The team’s deployment is remarkable in a country that performs poorly in gender-specific measures of workforce inclusivity. India ranks 120 among 131 countries in female labor force participation rates, according to the World Bank.
In 2017, about 28% of Indian women between the ages of 15 and 64 had a job or were actively looking for one, compared with 82% of men in the same age group.
Women made up about 7.2% of the total Indian police force last year, according to India’s Bureau of Police Research and Development.
Members of the team are equipped with MP5 submachine guns and AK-47 rifles, and have been trained in Krav Maga, a form of martial arts used by the Israel Defense Forces.
They stood on guard Wednesday as Prime Minister Narendra Modi addressed the nation on Independence Day from the historic Red Fort in northern Delhi.
Pramod Kushwaha, a senior official with the Delhi Police, said the force believes having an all-female SWAT team is “a good message that we can send.”

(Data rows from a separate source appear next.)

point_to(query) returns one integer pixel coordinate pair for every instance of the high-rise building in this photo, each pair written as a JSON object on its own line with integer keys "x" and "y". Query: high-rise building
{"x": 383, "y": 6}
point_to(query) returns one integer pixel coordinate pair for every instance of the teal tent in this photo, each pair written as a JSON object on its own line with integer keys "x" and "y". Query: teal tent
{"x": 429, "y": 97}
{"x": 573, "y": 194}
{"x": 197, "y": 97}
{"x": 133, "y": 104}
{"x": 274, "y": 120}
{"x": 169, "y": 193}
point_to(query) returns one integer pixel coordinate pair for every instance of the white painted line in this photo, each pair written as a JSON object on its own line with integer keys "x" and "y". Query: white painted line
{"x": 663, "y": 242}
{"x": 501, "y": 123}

“They’ve been trained for fifteen months,” he added, three months longer than non-SWAT team officers. “They’ve been trained in commando operations, jungle warfare, urban warfare, hostage crisis situations, stress situations — all commando tactics, they’ve been trained in that.”
Kushwaha said the women are “at par, and in certain cases, I found they’re much better than our male commandos.”
“They’re extremely fit, extremely professional. I can say with confidence that given any situation, I’ll be using them first,” he added.
Rajnath Singh, India’s home minister, also praised the women, saying that it is no small feat for such young officers to perform with a high level of alertness, attention and efficiency.